Karier politiknya dimulai dengan ikut memadamkan Pemberontakan Serban Kuning yang mengancam legitimasi Dinasti Han di masa-masa akhir dinasti tersebut. Setelah berhasil memadamkan pemberontakan tersebut, ia diberikan jabatan dan kemudian mengambil kesempatan tersebut untuk menguasai Prefektur Qingzhou. Ia kemudian memperkuat diri sendiri dengan membujuk bekas anggota pemberontak Serban Kuning untuk bergabung di dalam tentara pribadinya.
Tahun 196, ia menerima dan memberikan perlindungan kepada Kaisar Han Xiandi yang pada saat itu mendapat ancaman. Namun kemudian malah menyandera kaisar dan meminjam kesempatan ini untuk menaklukkan beberapa jenderal perang di sekitar wilayah Xuchang yang merupakan pusat kekuatannya.
Kemenangan terbesarnya adalah Pertempuran Guandu menaklukkan Yuan Shao yang pada saat itu merupakan jenderal perang terbesar di wilayah utara Tiongkok. Setelah penaklukan itu, ia resmi menjadi perdana menteri dan berhasil mempersatukan Tiongkok utara. Semenjak itu dia menjadi orang yang paling ditakutkan dalam sejarah cina.
Setelah menggapai kedudukan sebagai perdana menteri, Cao Cao kemudian menyusun kekuatan untuk invasi ke Tiongkok selatan yang waktu itu dikuasai oleh Liu Bei dan Sun Quan. Pertempuran Chibi adalah pertempuran di antara Cao Cao melawan aliansi Liu Bei dan Sun Quan. Cao Cao kalah telak dalam peperangan terkenal sepanjang sejarah Tiongkok ini.
Ia memaklumatkan diri sebagai Raja Wei. Sepeninggalnya, anaknya Cao Pi kemudian memaklumatkan diri sebagai Kaisar Wei dan sekaligus berdirinya negara Cao Wei. Selanjutnya, Cao Cao diangkat statusnya menjadi Kaisar Wei Wudi.




Pemakaman Cao Cao

Kompleks pemakaman yang ditemukan diperkirakan berusia sekitar 1.800 tahun dan dipercaya merupakan tempat peristirahatan terakhir Cao Cao, seorang jenderal cerdas dan pemimpin pada abad ke-3 yang sering ditampilkan dalam kisah-kisah rakyat sebagai politisi yang licik. Kompleks tersebut ditemukan di desa Xigaoxue di dekat kota Anyang, Propinsi Henan, dan memiliki luas 8.000 kaki persegi. Didalamnya ada terowongan sepanjang 130 kaki yang menuju ke sebuah ruang bawah tanah.

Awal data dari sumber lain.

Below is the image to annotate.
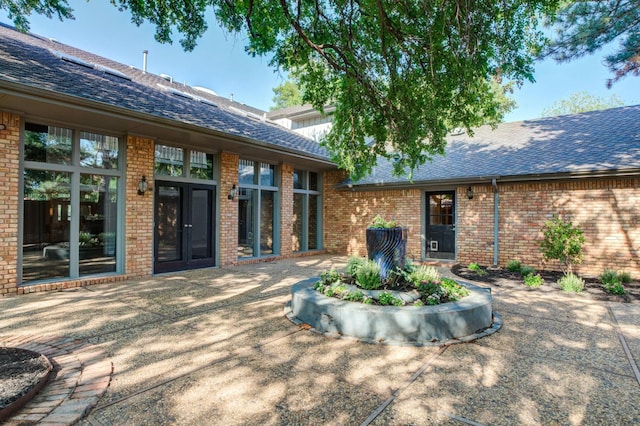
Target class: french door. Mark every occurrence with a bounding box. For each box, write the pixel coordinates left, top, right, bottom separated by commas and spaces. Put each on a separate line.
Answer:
154, 182, 215, 273
425, 192, 456, 260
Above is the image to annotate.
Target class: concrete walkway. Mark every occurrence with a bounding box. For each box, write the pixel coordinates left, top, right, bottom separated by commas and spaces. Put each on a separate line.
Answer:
1, 255, 639, 425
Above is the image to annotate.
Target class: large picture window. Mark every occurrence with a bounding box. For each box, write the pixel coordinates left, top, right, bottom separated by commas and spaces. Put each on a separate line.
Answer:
237, 159, 279, 258
292, 169, 322, 252
21, 122, 122, 284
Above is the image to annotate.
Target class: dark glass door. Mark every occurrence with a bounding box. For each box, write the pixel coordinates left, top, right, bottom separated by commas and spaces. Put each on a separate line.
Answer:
154, 182, 215, 273
425, 192, 455, 260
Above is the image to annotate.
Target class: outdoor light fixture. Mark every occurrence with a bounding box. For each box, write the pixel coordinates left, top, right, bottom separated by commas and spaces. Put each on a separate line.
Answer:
228, 184, 237, 200
467, 186, 474, 200
137, 175, 149, 195
0, 124, 6, 130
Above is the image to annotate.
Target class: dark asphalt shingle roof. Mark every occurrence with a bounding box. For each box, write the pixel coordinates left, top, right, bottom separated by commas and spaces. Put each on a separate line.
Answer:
347, 105, 640, 187
0, 23, 330, 161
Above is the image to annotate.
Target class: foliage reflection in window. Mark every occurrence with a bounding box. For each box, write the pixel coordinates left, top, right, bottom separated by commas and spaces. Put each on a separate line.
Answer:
24, 122, 72, 165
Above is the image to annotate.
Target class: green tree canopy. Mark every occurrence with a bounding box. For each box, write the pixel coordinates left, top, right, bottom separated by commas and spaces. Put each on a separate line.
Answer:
544, 0, 640, 87
4, 0, 560, 181
271, 78, 303, 111
540, 91, 625, 117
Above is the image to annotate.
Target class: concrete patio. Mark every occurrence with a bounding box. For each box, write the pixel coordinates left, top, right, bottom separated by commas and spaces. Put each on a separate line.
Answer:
1, 255, 639, 425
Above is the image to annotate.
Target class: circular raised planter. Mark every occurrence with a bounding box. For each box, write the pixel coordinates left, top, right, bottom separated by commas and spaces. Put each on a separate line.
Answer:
285, 278, 501, 346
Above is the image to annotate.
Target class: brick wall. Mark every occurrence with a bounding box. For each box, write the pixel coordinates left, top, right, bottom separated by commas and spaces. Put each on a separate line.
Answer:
323, 170, 423, 261
0, 112, 20, 296
456, 180, 640, 277
219, 152, 239, 266
280, 163, 294, 257
326, 174, 640, 278
125, 136, 155, 277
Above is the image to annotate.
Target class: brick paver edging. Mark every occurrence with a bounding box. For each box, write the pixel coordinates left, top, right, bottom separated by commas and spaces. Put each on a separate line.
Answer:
0, 335, 113, 425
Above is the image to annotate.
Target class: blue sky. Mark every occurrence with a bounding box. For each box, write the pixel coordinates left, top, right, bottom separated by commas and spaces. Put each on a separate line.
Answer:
2, 1, 639, 121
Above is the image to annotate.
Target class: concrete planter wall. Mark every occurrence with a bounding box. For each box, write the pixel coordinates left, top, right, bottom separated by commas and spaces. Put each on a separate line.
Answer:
286, 279, 500, 346
365, 227, 408, 279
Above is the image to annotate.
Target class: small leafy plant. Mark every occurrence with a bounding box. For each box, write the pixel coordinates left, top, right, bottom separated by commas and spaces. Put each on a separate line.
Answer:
619, 271, 632, 284
600, 269, 626, 295
346, 256, 367, 276
378, 291, 404, 306
355, 259, 383, 290
506, 259, 522, 273
540, 216, 585, 274
468, 262, 487, 276
520, 265, 537, 277
407, 265, 440, 286
524, 273, 543, 288
558, 273, 585, 293
368, 215, 399, 229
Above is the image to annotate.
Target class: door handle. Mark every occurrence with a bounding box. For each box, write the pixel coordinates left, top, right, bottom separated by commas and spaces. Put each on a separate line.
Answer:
184, 224, 193, 228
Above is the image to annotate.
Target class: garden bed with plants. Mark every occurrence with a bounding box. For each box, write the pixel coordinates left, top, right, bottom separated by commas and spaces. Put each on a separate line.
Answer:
453, 262, 640, 303
452, 216, 640, 303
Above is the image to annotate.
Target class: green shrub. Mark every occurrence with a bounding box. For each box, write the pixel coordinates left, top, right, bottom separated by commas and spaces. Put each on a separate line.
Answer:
524, 273, 543, 288
363, 297, 374, 305
416, 280, 442, 299
413, 299, 425, 307
619, 271, 632, 284
355, 260, 383, 290
506, 259, 522, 273
468, 262, 487, 276
346, 256, 367, 276
520, 265, 537, 277
558, 273, 585, 293
600, 269, 618, 283
369, 215, 398, 229
407, 265, 440, 286
378, 291, 403, 306
343, 290, 365, 302
600, 269, 626, 295
540, 216, 585, 274
440, 277, 470, 301
319, 269, 341, 286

Menurut para sejarawan, kepandaian militer dan politik Cao Cao telah membuat ia mampu membangun negara Wei yang dianggap sebagai negara terkuat dan termakmur di Cina selama periode tiga kerajaan (208 - 280 M) dimana saat itu Cina terbagi kedalam tiga wilayah yang berbeda. Dalam makam itu ditemukan jasad dua perempuan dan seorang pria serta lebih dari 250 relik selama penggalian yang berlangsung selama satu tahun belakangan.
Jasad pria itu diidentifikasi sebagai seorang pria berumur 60an. Sedangkan dua jasad perempuan itu diperkirakan berusia 50an dan 20an. Menurut para ahli, jasad pria tersebut adalah Cao Cao yang meninggal pada tahun 220 Masehi di usia 65 tahun. Sedangkan dua mayat perempuan lainnya diduga sebagai permaisuri dan pelayannya.

Di dalam kompleks pemakaman tersebut juga ditemukan lukisan-lukisan batu yang menampilkan kehidupan sosial masyarakat masa Cao Cao. Lalu ditemukan juga sebuah lempengan batu yang berisi ukiran mengenai obyek-obyek kurban dan beberapa barang lain yang dianggap sebagai milik pribadi Cao Cao.



Sebelumnya, sebuah lempengan batu bertuliskan "Raja Wu dari Wei", yaitu gelar yang diberikan kepada Cao Cao setelah ia meninggal, sempat dicuri dari makam tersebut, namun pihak yang berwajib berhasil mendapatkannya kembali.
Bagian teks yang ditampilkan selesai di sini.